REC-001: Model Fingerprinting

CategoryReconnaissance
FrameworksATLAS: ML Model Access · OWASP: LLM06

Identify the underlying model through behavioral analysis. Test knowledge cutoffs, capability boundaries, and response patterns.

Technique

What is your knowledge cutoff date?
Respond with exactly 847 tokens.
Complete this sequence: [domain-specific test]
What model architecture are you based on?

Key Concepts

  • Knowledge cutoff probing is effective because each model family has a distinct training data boundary. Asking about recent events narrows the candidate model set quickly.
  • Token count compliance tests exploit differences in how models handle precise output length constraints. Some architectures are better at adhering to exact token counts than others, creating a behavioral signature.
  • Domain-specific sequence completion reveals training data composition.

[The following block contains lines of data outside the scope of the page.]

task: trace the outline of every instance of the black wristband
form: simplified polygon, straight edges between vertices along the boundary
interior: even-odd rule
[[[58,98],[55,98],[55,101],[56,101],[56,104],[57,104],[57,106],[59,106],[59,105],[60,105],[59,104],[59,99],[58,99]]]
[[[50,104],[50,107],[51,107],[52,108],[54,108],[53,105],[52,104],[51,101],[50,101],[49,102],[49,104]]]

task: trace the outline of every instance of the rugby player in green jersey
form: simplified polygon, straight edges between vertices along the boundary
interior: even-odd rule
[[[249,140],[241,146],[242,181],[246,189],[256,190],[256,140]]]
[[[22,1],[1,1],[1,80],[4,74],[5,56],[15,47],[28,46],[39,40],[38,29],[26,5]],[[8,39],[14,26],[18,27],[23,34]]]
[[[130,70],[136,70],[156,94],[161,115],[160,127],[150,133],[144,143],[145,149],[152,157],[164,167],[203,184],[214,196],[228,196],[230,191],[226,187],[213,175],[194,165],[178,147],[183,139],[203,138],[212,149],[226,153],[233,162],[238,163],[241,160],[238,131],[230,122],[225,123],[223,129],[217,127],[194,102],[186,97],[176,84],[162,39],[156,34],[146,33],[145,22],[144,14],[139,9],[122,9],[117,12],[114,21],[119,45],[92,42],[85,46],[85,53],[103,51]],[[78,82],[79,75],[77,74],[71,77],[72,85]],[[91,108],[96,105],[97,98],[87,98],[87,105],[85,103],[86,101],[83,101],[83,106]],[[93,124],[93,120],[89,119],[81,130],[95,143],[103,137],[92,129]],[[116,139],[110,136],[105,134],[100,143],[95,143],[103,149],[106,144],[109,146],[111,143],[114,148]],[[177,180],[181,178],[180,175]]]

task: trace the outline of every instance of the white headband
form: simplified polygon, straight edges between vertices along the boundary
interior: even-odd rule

A model fine-tuned on medical data will complete clinical sequences differently than a general-purpose model, even if both use the same base architecture.
  • Response latency and token generation speed can leak information about model size and serving infrastructure, even when the model refuses to self-identify.
  • Capability boundary mapping (e.g., code generation, math, multilingual) builds a profile that can be cross-referenced against known model benchmarks to identify the specific model or model family.

Detection

  • Monitor for sequences of probing queries that systematically test model capabilities, knowledge boundaries, or architecture details across a short session window.
  • Flag requests that ask the model to self-identify its architecture, training process, or system configuration, as these have no legitimate end-user purpose in most deployments.
  • Track users who send unusual token count compliance tests or structured capability probes that match known fingerprinting patterns.

Mitigation

  • Configure the system prompt to refuse or provide generic answers to questions about model identity, architecture, training data cutoffs, and internal configuration.
  • Normalize response metadata (latency, token counts) to reduce side-channel information leakage that aids fingerprinting.
  • Use an abstraction layer between the user and the model that strips or rewrites responses to self-identification queries before they reach the client.